Earlier this very week, we were told that high-ranking officials from five of the Premier League’s biggest cash cows met at a super secret location (the Dorchester Hotel on Park Lane, Mayfair, London) to discuss potentially forming some sort of axis-of-evil breakaway Super League with an American billionaire.
It later emerged that Ed Woodward, Bruce Buck, Ivan Gazidis, Ferran Soriano and Ian Ayre actually met up with Charlie Stillitano, the US sports mogul behind the creation of the International Champions Cup – little more than a glorified, monetised pre-season tournament.
The topic of conversation was exclusivity. Money and exclusivity. You see, Stillitano is trying to ring-fence football in order to protect the business interests of the game’s major franchises, i.e, the clubs he’s heard of.
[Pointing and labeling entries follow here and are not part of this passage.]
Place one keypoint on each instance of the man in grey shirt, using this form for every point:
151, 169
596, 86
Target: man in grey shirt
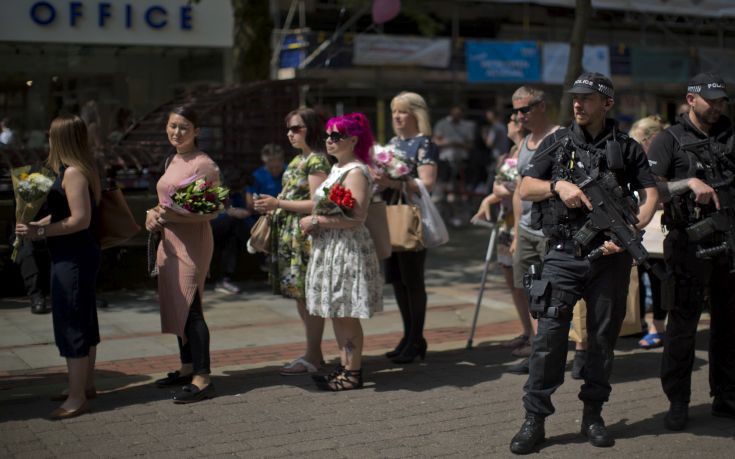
529, 245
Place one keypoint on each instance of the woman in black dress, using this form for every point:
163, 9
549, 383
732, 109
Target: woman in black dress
75, 254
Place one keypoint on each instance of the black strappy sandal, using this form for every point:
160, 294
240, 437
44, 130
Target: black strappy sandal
345, 380
326, 378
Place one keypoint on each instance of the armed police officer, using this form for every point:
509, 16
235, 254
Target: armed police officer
581, 179
695, 160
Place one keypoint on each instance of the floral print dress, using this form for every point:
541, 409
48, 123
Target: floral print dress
343, 278
289, 249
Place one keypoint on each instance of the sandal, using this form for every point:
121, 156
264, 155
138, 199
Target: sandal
345, 380
651, 341
300, 366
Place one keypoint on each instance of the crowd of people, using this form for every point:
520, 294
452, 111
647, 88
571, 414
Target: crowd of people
547, 186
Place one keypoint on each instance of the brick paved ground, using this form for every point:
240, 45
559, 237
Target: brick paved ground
458, 403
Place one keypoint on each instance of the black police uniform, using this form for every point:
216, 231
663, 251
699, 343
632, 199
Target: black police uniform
603, 283
695, 279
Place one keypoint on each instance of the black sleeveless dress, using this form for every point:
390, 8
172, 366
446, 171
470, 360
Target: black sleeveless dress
75, 263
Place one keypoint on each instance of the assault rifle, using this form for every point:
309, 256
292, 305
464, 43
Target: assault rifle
718, 226
614, 212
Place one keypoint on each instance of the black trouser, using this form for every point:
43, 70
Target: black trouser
604, 286
196, 349
658, 309
228, 232
405, 270
35, 267
694, 278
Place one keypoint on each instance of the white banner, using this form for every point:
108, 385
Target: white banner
555, 57
132, 22
400, 50
710, 8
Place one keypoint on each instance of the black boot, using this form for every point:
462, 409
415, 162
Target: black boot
530, 436
578, 364
397, 351
593, 427
38, 304
723, 407
411, 351
677, 417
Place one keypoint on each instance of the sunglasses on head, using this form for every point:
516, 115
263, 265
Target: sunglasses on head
335, 136
295, 128
527, 108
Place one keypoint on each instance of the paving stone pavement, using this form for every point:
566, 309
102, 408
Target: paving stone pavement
457, 403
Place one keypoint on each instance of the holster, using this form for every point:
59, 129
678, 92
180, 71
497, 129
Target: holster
539, 297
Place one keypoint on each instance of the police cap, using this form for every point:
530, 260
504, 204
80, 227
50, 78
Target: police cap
708, 85
590, 82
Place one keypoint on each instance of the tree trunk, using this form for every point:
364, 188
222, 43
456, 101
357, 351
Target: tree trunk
583, 12
251, 40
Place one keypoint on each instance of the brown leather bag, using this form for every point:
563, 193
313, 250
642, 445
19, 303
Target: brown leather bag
115, 223
260, 234
404, 226
377, 224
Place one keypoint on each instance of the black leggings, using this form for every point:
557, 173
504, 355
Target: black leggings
405, 270
196, 349
659, 313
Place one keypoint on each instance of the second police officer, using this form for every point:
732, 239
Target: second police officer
567, 275
695, 161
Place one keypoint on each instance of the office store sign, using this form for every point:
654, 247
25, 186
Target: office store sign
118, 22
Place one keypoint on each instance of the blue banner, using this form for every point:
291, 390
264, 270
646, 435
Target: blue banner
503, 61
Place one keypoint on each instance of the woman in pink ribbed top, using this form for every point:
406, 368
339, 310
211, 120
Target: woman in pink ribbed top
183, 260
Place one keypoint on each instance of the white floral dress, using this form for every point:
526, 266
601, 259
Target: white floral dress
343, 278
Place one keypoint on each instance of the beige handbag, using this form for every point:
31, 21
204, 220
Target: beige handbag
260, 234
404, 226
377, 224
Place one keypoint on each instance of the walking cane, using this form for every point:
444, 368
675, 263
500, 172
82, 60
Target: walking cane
488, 257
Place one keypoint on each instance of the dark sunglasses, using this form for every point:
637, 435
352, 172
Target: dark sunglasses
294, 129
334, 136
527, 108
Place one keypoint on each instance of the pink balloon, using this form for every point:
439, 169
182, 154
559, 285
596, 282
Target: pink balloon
385, 10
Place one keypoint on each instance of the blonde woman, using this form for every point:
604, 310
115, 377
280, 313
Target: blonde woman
75, 255
405, 270
644, 131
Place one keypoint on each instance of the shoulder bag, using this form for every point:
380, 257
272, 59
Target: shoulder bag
435, 231
404, 226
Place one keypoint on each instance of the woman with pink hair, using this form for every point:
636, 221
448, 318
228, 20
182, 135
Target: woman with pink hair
343, 281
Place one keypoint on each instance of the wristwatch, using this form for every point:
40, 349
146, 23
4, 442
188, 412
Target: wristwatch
552, 187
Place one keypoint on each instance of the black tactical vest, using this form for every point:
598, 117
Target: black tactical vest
556, 220
711, 161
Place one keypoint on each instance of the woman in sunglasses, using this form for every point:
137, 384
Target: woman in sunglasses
289, 247
343, 278
405, 270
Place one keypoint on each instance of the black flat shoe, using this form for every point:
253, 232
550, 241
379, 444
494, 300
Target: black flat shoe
173, 379
191, 393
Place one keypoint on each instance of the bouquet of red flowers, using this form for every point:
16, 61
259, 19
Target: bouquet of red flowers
337, 200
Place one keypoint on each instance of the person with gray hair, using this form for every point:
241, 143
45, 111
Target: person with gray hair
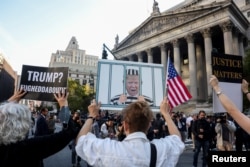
135, 149
132, 90
15, 121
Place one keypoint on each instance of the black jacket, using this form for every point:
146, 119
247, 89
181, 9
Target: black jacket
201, 124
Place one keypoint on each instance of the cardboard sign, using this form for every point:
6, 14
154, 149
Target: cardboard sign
121, 82
42, 82
229, 71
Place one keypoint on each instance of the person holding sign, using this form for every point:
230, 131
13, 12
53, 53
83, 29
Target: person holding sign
134, 150
229, 106
18, 150
132, 90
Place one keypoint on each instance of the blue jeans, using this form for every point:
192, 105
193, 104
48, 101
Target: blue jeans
205, 147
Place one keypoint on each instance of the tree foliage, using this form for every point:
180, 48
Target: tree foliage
79, 95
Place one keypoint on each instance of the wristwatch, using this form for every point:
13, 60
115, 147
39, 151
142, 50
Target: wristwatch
91, 118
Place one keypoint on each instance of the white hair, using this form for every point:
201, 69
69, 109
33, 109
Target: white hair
15, 121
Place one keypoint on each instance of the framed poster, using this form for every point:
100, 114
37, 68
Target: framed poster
121, 83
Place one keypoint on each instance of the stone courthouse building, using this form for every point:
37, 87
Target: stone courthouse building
188, 32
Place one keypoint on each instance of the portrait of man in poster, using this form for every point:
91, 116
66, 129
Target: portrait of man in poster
121, 83
132, 83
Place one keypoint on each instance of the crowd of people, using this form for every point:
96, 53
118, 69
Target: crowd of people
135, 137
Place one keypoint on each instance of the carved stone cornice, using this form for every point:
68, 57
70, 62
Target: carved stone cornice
206, 33
190, 38
159, 24
227, 26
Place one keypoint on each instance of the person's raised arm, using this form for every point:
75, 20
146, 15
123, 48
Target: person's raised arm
93, 109
229, 106
16, 97
165, 108
62, 99
244, 88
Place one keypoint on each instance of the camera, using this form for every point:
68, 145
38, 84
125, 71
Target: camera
221, 118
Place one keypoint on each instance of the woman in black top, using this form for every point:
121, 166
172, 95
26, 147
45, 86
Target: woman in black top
15, 148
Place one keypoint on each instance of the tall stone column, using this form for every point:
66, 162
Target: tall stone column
163, 56
228, 38
192, 66
139, 54
208, 49
177, 61
150, 55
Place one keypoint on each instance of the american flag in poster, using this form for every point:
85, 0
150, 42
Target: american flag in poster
177, 91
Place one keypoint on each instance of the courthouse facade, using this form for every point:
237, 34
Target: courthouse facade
82, 66
188, 33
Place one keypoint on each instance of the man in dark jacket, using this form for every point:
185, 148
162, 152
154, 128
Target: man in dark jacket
201, 130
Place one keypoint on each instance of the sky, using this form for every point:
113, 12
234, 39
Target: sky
31, 30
In short; if you love football, you should despise him and everything he is. Our friend Charlie wants to “re-structure” the Champions League to prevent the likes of Leicester City, PSV and Ghent sullying it with their lacklustre global brand potential.
Speaking to US satellite radio station SiriusXM, Stillitano outlined his plans while simultaneously displaying a fundamental absence of understanding of his supposed field of expertise:
What would Manchester United argue: did we create soccer or did Leicester create it?
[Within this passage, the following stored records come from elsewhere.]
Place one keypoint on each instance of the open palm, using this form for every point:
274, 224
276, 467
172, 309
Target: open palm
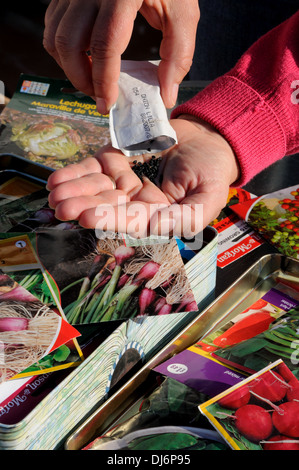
196, 173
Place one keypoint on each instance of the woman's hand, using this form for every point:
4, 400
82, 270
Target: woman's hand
104, 27
197, 173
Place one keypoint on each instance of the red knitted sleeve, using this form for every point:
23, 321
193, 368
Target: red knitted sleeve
255, 106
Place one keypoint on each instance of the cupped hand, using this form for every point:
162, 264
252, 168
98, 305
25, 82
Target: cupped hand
104, 28
197, 173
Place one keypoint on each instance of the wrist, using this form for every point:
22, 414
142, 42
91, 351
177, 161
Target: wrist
219, 140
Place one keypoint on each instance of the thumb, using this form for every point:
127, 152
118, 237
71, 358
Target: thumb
177, 48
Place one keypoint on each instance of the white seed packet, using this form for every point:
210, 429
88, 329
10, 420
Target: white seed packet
139, 122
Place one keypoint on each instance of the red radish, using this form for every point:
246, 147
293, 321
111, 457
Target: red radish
145, 299
236, 399
19, 294
293, 391
160, 302
270, 386
280, 442
191, 307
285, 372
165, 310
122, 280
253, 422
244, 329
6, 283
13, 324
286, 418
259, 304
147, 271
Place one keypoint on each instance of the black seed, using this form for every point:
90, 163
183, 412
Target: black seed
149, 169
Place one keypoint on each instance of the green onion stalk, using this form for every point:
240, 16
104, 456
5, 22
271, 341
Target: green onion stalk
117, 302
121, 254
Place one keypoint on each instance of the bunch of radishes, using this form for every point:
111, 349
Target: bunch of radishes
266, 409
113, 291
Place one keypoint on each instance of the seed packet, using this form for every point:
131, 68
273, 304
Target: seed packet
168, 418
138, 121
281, 340
257, 318
49, 122
259, 413
198, 370
276, 217
34, 333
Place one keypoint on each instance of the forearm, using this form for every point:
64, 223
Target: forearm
252, 105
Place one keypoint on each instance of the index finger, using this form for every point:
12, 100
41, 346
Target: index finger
110, 37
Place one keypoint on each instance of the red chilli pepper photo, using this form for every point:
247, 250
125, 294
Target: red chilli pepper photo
244, 329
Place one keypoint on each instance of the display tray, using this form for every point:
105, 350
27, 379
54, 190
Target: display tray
249, 287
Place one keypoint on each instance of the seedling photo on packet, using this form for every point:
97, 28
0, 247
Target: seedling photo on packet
259, 413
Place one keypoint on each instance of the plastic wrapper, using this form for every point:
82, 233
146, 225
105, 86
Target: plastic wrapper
138, 121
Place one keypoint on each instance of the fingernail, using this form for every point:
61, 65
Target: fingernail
102, 106
174, 94
164, 227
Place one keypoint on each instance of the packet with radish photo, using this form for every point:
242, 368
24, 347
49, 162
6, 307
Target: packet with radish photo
34, 334
276, 217
139, 122
253, 320
259, 413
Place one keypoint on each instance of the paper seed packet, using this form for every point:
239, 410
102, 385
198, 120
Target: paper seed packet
259, 413
254, 320
49, 122
34, 334
276, 217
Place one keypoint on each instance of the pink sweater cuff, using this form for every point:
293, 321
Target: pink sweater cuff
244, 118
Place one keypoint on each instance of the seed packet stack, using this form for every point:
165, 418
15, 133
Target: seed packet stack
39, 411
259, 413
275, 216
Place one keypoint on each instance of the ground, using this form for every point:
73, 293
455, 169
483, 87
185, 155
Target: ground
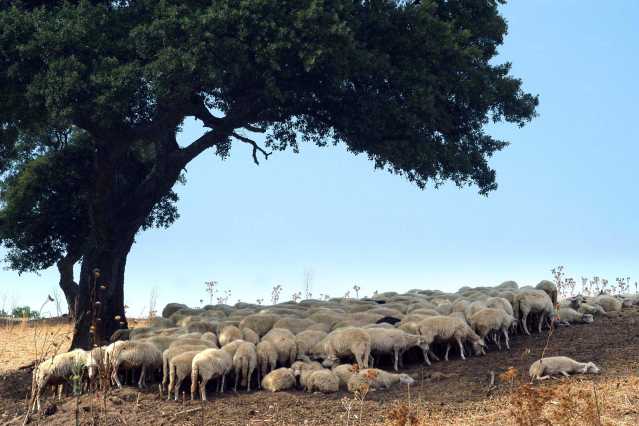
448, 393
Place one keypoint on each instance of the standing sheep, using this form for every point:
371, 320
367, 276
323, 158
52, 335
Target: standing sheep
546, 367
244, 363
209, 364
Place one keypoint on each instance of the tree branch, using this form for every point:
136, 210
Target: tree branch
256, 147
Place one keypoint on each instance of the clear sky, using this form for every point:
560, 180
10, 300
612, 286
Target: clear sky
567, 192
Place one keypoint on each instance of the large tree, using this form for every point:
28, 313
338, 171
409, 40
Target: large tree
410, 84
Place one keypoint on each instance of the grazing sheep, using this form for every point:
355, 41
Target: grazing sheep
492, 320
324, 381
344, 372
550, 289
546, 367
266, 358
209, 364
354, 342
229, 334
179, 369
445, 329
534, 301
571, 316
608, 303
259, 323
375, 378
279, 380
174, 351
395, 342
57, 370
134, 354
249, 335
306, 340
244, 363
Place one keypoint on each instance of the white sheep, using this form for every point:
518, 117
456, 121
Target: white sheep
207, 365
374, 378
244, 363
395, 342
546, 367
134, 354
57, 370
350, 341
228, 334
278, 380
179, 369
490, 320
445, 329
324, 381
266, 359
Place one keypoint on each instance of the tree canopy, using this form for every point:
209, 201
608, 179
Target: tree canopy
94, 93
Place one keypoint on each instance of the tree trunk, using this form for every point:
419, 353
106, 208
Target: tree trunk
100, 306
68, 286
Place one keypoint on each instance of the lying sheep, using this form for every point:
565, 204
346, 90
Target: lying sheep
209, 364
244, 363
179, 369
229, 334
374, 378
134, 354
324, 381
444, 329
490, 320
395, 342
279, 380
266, 359
57, 370
546, 367
571, 316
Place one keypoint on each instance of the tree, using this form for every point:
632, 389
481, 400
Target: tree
409, 85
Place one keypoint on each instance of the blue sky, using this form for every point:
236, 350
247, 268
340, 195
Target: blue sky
567, 192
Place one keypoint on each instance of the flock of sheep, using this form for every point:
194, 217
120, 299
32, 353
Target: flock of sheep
313, 343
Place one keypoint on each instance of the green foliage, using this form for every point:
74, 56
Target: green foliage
25, 312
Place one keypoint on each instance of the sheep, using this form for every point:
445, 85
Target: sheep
546, 367
571, 316
134, 354
534, 301
347, 342
396, 342
266, 358
375, 378
550, 289
174, 351
179, 369
444, 329
209, 364
489, 319
284, 342
306, 340
608, 303
278, 380
57, 369
344, 373
324, 381
244, 363
249, 335
229, 334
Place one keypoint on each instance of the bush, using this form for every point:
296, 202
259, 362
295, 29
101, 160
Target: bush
25, 312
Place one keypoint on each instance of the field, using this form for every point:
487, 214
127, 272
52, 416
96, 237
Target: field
448, 393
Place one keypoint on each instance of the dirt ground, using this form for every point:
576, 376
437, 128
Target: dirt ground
448, 393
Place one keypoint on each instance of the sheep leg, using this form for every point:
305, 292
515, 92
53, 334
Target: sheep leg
505, 331
541, 321
524, 322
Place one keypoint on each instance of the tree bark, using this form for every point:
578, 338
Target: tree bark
69, 287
Let’s call it the money pot created by soccer and the fandom around the world. Who has had more of an integral role, Manchester United or Leicester?
Stillitano’s understanding of football is that of a capitalist playground. A sham-meritocracy with a cut-off point. Uppity oiks like Leicester are an enjoyably kitsch anomaly, but not to be taken seriously going forward.
He dribbles on:
[Leicester’s ascent] is a wonderful, wonderful story – but you could see it from Manchester United’s point of view, too.
Maybe it is absolutely spectacular unless you are a Manchester United fan, Liverpool fan … or a Chelsea fan.
I guess they don’t have a birthright to be in it every year but it’s the age-old argument: US sports franchises versus what they have in Europe.
There are wonderful, wonderful, wonderful elements to relegation and promotion and there are good arguments for a closed system.
He just doesn’t get it. He can’t see it from any other perspective than a money-making exercise. Sounds very NFL-ish to us.
He’s a sports mogul, for crying out loud. How can he have such a cack-handed grasp of the underlying principles of competitive sport? The highs, the lows, the fallow years, the meteoric rises. The human endeavour.
But wait, there’s more:
This is going to sound arrogant and it’s the furthest thing from it … but suddenly when you see the teams we have this summer in the ICC you are going to shake your head and say, ‘Isn’t that the Champions League?’”
No, the Champions League is PSV and Ghent.
Dunno. Sounds pretty bloody arrogant to us Charlie, dear boy.